Merge Sort: implementation and analysis

def merge(left, right):
    result = []
    i, j = 0, 0

    while i < len(left) and j < len(right):
        if left[i] <= right[j]:
            result.append(left[i])
            i += 1
        else:
            result.append(right[j])
            j += 1

    result += left[i:]
    result += right[j:]

    return result


def mergesort(list):
    if len(list) < 2:
        return list

    middle = len(list) / 2
    left = mergesort(list[:middle])
    right = mergesort(list[middle:])

    return merge(left, right)


l = [ n for n in reversed(range(1,11)) ]
print l
print mergesort(l)

What’s going on

  1. mergesort() keeps calling itself on two halved list until eventually
  2. the list is just one element, and returns itself; control goes back to the last mergesort() previously called, which now has values for left and right, and it is able to return merge(left, right)
  3. The return value of merge(left, right) is a new list which becomes the left or right on the parent mergesort(), until the very first one that will just return the final, sorted list.

Also note that this part

result += left[i:]
result += right[j:]

is needed because at some point either i or j will be grater then their len(list), causing the while loop to terminate.
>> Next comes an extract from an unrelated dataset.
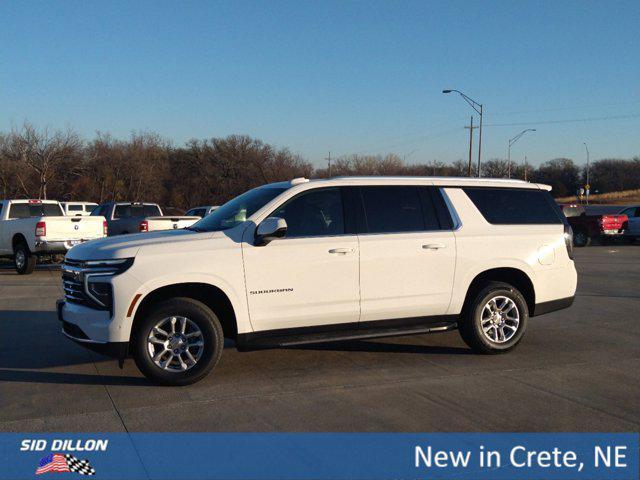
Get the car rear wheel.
[133,298,224,385]
[459,282,529,354]
[13,242,36,275]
However, every time the left branch is merged first it means that there are still elements on the right branch that are still to be added, and vice versa.

Analysis

The number of times we can halve \( n \) before getting to 1 is \( \log(n) \), therefore we have \( \log(n) \) levels of depth.

For every level j we have \( 2^j \) subproblems, each one with \( \frac{n}{2^j} \)  elements. This implies that the running time is the same for every level, since

\[ \frac{n}{2^j} \times 2^j = n = O(n) \\ \]

Combining the two, the running time for Merge Sort results in \( O(n \log(n)) \).